Yahoo is totally disjointed: directory, ppc system, webcrawler technology (several), search engines (altavista/alltheweb) and its portal servies (which alone take some amount of management!).
Does it merge all technogies? Does it merge all search engines? Or does it keep them all seperate? It now owns a vast amount of technology, brands and contracts to deal with.
joined:Mar 8, 2002
How does FindWhat bid prices/advertiser numbers compare to Overture
True the bid prices don't compare, but in Montreal in April, Overture and Findwhat were getting drunk in the pub and Overture was noting that Findwhat at that time was worth more than them on teh stockmarket, which was news to me. Maybe Yahoo thought it was just all too cheap too.
Thats a thought ehh?
I think or I "know" yahoo will get rid of that sponsored listing program within the yahoo directory and replace it with ppc.
Yahoo pulls together Ink, Alta, and Fast for PPI and Free index service with common algo and many, many spiders (Yahoo!
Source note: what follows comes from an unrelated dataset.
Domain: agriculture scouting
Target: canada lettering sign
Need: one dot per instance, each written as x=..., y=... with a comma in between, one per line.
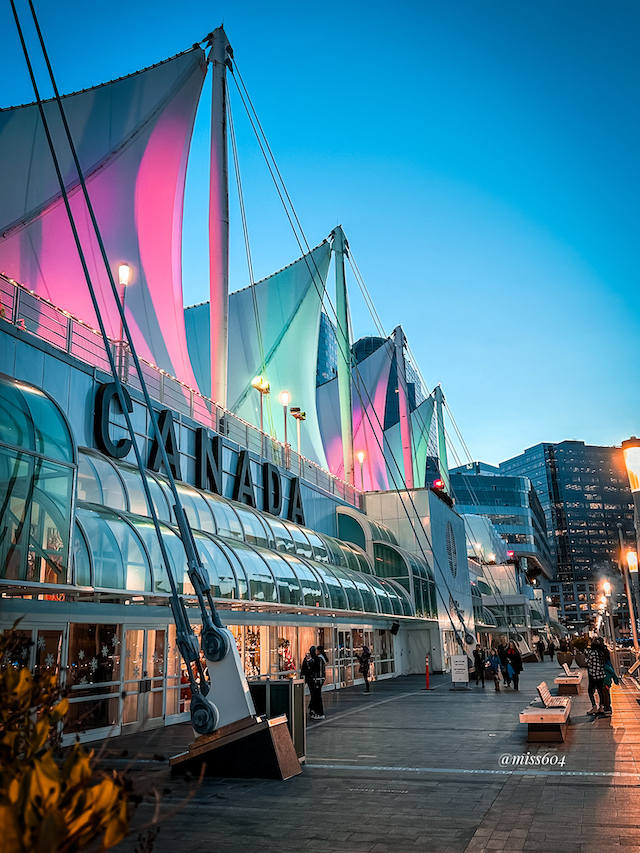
x=208, y=475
Index). Overture holds onto the PPC end, and the Yahoo! Human Directory disappears.
Google has competition, as Yahoo now has the only true portal, but a quality search w/o outside sources.
M$ now has to buy up technology to patch together an index and ppc system to compete, so that it does not give money to its direct rivals. This could be a large weakness for M$ and M$N as the quality will not be the same.
joined:Oct 23, 2002
SEM has gotten very interesting. Can't wait to hear all the chatter at the next SES conference. :) Think about how much money they will save by just combining Yahoo and Overture parties...(LMAO).
This makes some sense.
Which makes me wonder about Ask.com. They have good search technology AND they have the infrastructure in place to sell ads. Someone should be talking to them.
Question: Where is the traffic to support this purchase going to come from?
Google is blanketing the web with its Ad Sense service. Overture has something called Contextual Match--but who's really using it? (MSN? Well, MSN, besides other factors, also has a new deal with eBay.) Yahoo is Yahoo, so that's a lot of traffic right there, but is it enough? They need growth, in any case. How is that going to happen?
Doesn't Ask, LookSmart and the others need to do something to drive traffic to their service? (How does Ask compare to G and O?)
Anyway, don't forget eBay. And something is going to happen big in Yellow Pages, too.